A proposed law to hold oil storage facility owners accountable is again up for debate.
Requiring companies to be properly insured will protect people and property around the oil storage operations.
Federal law regulates the transportation of crude oil, but it falls on the state to regulate storage of that petroleum, protect the people and property around the storage sites, and make sure the owners of those facilities are held accountable for any accidents.
Considering the dramatic increase in shipments of highly flammable crude oil coming through this region and being stored at the Port of Albany since 2008, the possibility for a disaster is real. Yet a state law to require oil-related firms to guarantee they can cover costs of cleanup, decontamination and other consequences keeps hitting a dead end.
Since 2014, Assembly member Patricia Fahy, D-Albany, has led the push for legislation to require oil storage operators, vessels and railroads to provide proof of coverage for spills, fires or explosions. This financial surety bill has easily made it through the Democrat-dominated Assembly, but hasn't been able to get out of committee and onto the floor for a vote in the Republican-controlled Senate.
The dangers of mishandling highly flammable crude oil came into focus in 2013 with the explosion in Lac-Megantic, Quebec, that killed 47 people and caused $2 billion in damage after a tank car filled with highly volatile crude oil broke free, crashed and exploded. The small railroad company involved subsequently went bankrupt and its insurance only covered $20 million — a fraction of the damage the explosion and fire caused. It underscored the need to make sure companies handling explosive oil have adequate financial resources in the event of a disaster.
The costs can be enormous. Beyond the immediate cleanup from a spill, there may be damages to people, businesses and public property, and bills — possibly long-term ones — for monitoring of air, soil and water after a significant breach and mitigating environmental impacts.

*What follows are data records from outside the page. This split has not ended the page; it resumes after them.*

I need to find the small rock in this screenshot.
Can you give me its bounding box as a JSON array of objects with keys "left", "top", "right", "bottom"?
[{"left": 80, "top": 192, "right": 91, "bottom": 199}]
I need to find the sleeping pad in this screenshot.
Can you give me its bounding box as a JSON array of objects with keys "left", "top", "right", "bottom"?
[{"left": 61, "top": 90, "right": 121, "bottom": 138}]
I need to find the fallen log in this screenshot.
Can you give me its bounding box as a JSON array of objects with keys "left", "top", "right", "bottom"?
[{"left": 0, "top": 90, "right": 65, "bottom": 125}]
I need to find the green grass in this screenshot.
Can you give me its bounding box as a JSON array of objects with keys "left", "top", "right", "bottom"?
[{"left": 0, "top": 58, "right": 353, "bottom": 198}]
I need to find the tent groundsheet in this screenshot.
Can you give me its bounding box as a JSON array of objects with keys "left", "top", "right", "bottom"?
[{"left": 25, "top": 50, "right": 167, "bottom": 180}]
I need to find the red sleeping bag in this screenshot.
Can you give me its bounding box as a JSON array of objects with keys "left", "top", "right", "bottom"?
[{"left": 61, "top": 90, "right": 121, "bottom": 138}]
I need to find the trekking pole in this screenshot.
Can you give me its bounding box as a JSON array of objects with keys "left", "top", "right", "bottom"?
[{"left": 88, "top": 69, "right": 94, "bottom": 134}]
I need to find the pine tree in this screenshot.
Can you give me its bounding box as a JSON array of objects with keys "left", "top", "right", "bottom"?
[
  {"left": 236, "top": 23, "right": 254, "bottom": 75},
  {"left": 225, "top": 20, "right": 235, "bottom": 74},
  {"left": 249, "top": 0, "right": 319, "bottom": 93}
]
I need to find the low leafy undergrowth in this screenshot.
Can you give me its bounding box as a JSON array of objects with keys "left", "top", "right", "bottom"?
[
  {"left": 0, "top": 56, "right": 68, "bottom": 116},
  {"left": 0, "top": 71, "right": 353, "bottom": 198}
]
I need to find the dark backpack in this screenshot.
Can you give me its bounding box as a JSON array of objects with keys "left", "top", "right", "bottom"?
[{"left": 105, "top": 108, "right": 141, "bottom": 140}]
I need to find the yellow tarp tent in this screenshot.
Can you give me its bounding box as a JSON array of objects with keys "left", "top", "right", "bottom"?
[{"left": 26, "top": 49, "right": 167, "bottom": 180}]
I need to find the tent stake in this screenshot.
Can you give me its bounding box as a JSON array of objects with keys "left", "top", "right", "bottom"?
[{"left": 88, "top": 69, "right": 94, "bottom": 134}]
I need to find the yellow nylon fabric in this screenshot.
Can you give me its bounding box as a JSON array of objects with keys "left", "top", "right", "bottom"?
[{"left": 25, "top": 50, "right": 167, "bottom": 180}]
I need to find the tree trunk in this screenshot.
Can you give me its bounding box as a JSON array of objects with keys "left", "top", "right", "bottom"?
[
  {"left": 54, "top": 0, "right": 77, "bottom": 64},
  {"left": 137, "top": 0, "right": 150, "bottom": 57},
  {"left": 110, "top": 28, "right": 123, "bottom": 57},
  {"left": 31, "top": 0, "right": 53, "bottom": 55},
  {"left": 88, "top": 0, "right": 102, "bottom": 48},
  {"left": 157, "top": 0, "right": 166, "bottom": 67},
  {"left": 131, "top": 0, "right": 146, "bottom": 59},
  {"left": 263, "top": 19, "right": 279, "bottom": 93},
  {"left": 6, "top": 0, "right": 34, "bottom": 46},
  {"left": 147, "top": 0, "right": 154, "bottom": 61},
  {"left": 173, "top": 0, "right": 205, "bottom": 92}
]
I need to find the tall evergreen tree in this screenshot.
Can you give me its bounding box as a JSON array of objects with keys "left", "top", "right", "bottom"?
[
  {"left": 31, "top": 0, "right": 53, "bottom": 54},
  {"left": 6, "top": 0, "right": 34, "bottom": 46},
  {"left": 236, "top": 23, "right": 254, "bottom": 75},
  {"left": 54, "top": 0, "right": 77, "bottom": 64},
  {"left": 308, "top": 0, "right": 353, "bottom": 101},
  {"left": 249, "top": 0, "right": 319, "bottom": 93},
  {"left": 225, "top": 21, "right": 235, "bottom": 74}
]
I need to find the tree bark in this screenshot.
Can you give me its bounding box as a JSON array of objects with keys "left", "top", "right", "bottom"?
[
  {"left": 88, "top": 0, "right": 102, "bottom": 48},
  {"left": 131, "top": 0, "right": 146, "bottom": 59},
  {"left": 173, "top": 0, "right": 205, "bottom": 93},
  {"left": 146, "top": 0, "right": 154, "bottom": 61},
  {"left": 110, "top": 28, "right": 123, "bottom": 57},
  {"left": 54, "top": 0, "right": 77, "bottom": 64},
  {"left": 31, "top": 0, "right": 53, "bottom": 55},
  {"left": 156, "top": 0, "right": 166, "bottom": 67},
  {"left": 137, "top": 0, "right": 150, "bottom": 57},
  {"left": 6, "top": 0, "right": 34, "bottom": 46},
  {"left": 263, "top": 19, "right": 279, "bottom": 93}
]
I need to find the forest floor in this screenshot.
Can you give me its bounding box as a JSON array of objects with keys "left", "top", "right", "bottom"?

Most of us are used to carrying some kind of insurance for our home or auto. The proposed legislation would simply require the same for oil interests.
The Business Council of New York State, which advocates on behalf of businesses, opposes Ms. Fahy's legislation with two weak arguments: The federal government already regulates oil trains, and spills of crude oil are infrequent and usually minor. When they happen, though, the industry must be prepared to pay.
We saw this sort of resistance when gas drilling companies wanted to bring large scale fracking to the state, even in New York City's vast Catskills watershed. Asked if it would guarantee to pay for a multi-billion dollar city filtration system if it ruined the watershed, though, the industry said no.
Like the gas industry, the oil industry seems happy to privatize profit and socialize risk. That's business looking out for its interests. The Senate, however, is supposed to be looking out for the public's interest. Passing the Petroleum Storage Surety legislation would do just that.